Non ci sono dubbi che il capo dei servizi militari lo sia. Ma lo scenario politico, nell’Ucraina dilaniata da due anni di guerra, è talmente complesso che l’opzione russa non è l’unica matrice possibile per questo ennesimo colpo di scena. Il fatto che le vittime siano i vertici dei servizi non aiuta a capire cosa sia successo – e secondo gli standard del giornalismo neppure “se” sia successo davvero, non essendoci possibili verifiche indipendenti - e alimenta più i dubbi che le certezze. La guerra di spie è feroce e non si è fermata un giorno: anche ieri è stato arrestato un ufficiale dei servizi russi sotto copertura che – secondo Kiev – si era infiltrato nei servizi ucraini per fornire agli artiglieri russi le coordinate della possibile presenza di forze militari e di armi nei distretti di Odessa. Nulla esclude che qualche altro infiltrato abbia scovato il modo di avvelenare il cibo consumato nel quartier generale dei servizi segreti ucraini. Un tentativo mal riuscito ordito a Mosca resta naturalmente la pista principale. Ma non l’unica.
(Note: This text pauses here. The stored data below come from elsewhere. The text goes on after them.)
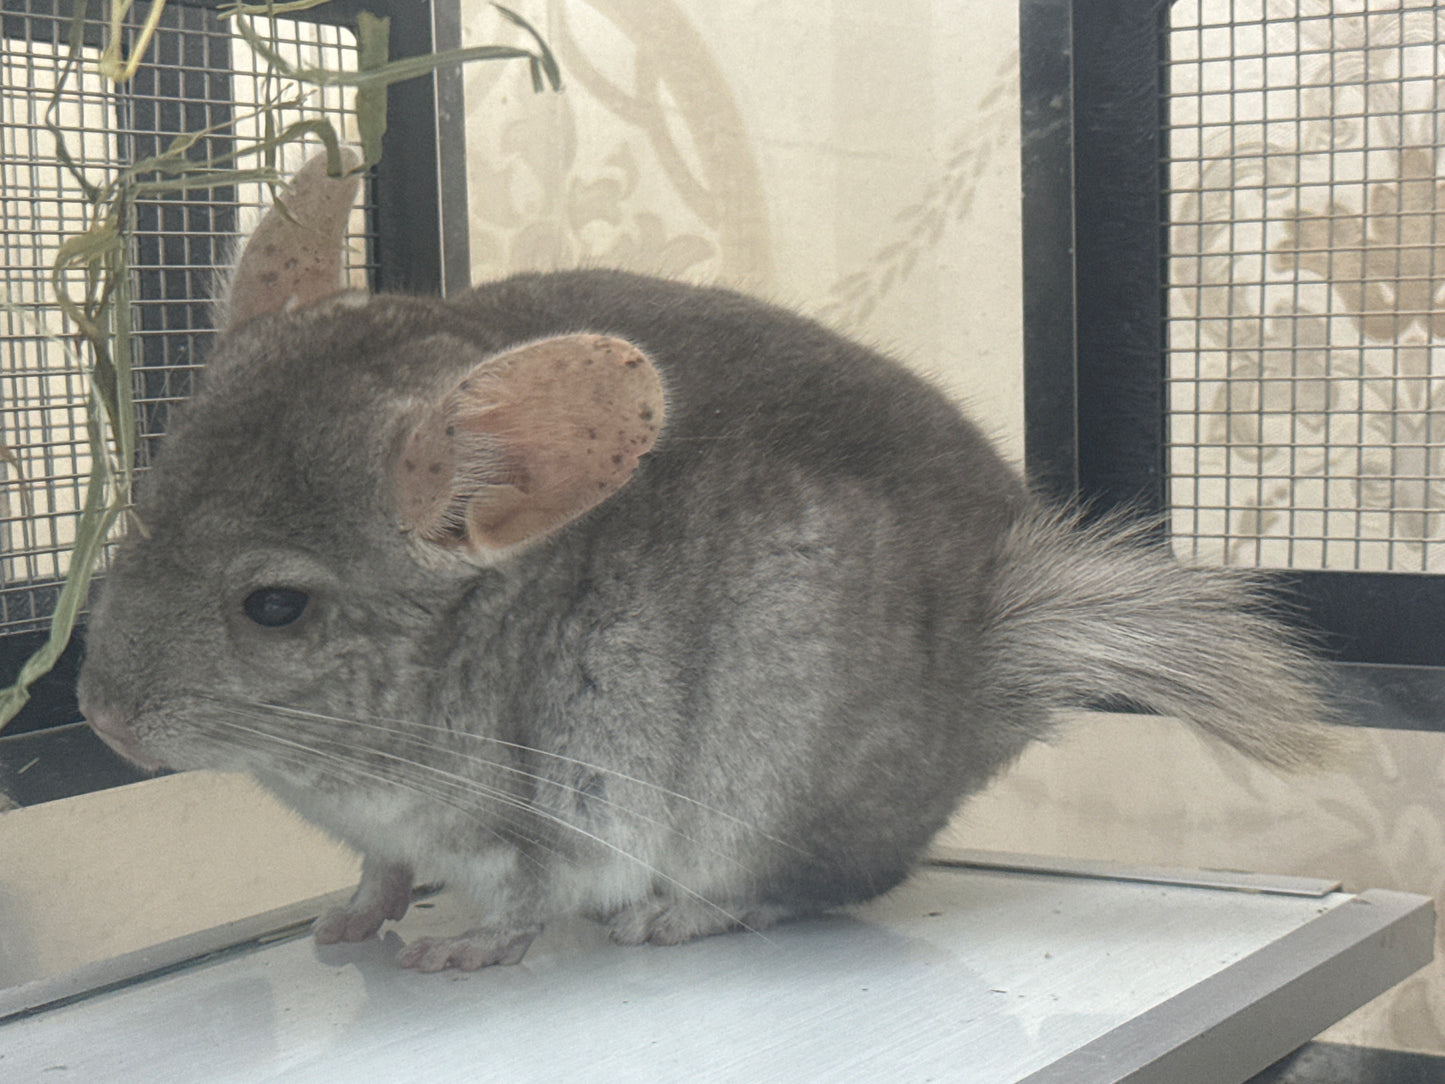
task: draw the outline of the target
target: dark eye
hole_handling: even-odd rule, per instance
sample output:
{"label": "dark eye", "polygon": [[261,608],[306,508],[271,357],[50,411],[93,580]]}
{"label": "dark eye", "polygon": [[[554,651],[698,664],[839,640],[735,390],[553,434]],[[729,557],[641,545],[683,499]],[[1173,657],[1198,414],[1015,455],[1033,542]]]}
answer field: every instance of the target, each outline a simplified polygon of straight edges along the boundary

Le faide interne tra poteri e contropoteri dello stato ucraino sono quasi altrettanto feroci, e complicano il lavoro per tracciare l’identikit dei possibili mandanti. L’unità della prima fase della risposta all’invasione è sempre più lontana, e il clima interno segna da tempo tempesta. Ad agitare le acque ci sono stati gli arresti per corruzione che hanno lambito persino alcuni dei più ricchi e potenti tra gli oligarchi, come lo stesso mentore del presidente Zelensky, Ihor Kolomoisky; e fa tremare i polsi la battaglia tra vertici politici e militari esplosa sul terreno della strategia stessa con cui affrontare la guerra, che ha portato al licenziamento in tronco di una serie di generali e alle minacce di fare altrettanto persino con il capo stesso delle forze armate, il generale Zaluzhny. Poi ci sono gli “incidenti”, ufficialmente incasellati come tali ma terribilmente sospetti: il disastro in elicottero a Brovary, che a metà gennaio ha rasato a zero i vertici del ministero degli Interni e della polizia; o la stramba morte dell’esperto colonnello che era il braccio destro, l’amico e il primo assistente di Zaluzhny: è saltato in aria mentre giocherellava con una granata regalatagli in ufficio pensando fosse un bicchiere da whisky.

La conferma ufficiale arrivata dai servizi ucraini sul tentativo di avvelenamento collettivo è e resta quanto sappiamo e quanto, probabilmente, sapremo di quest’ultimo giallo nel cuore del potere ucraino.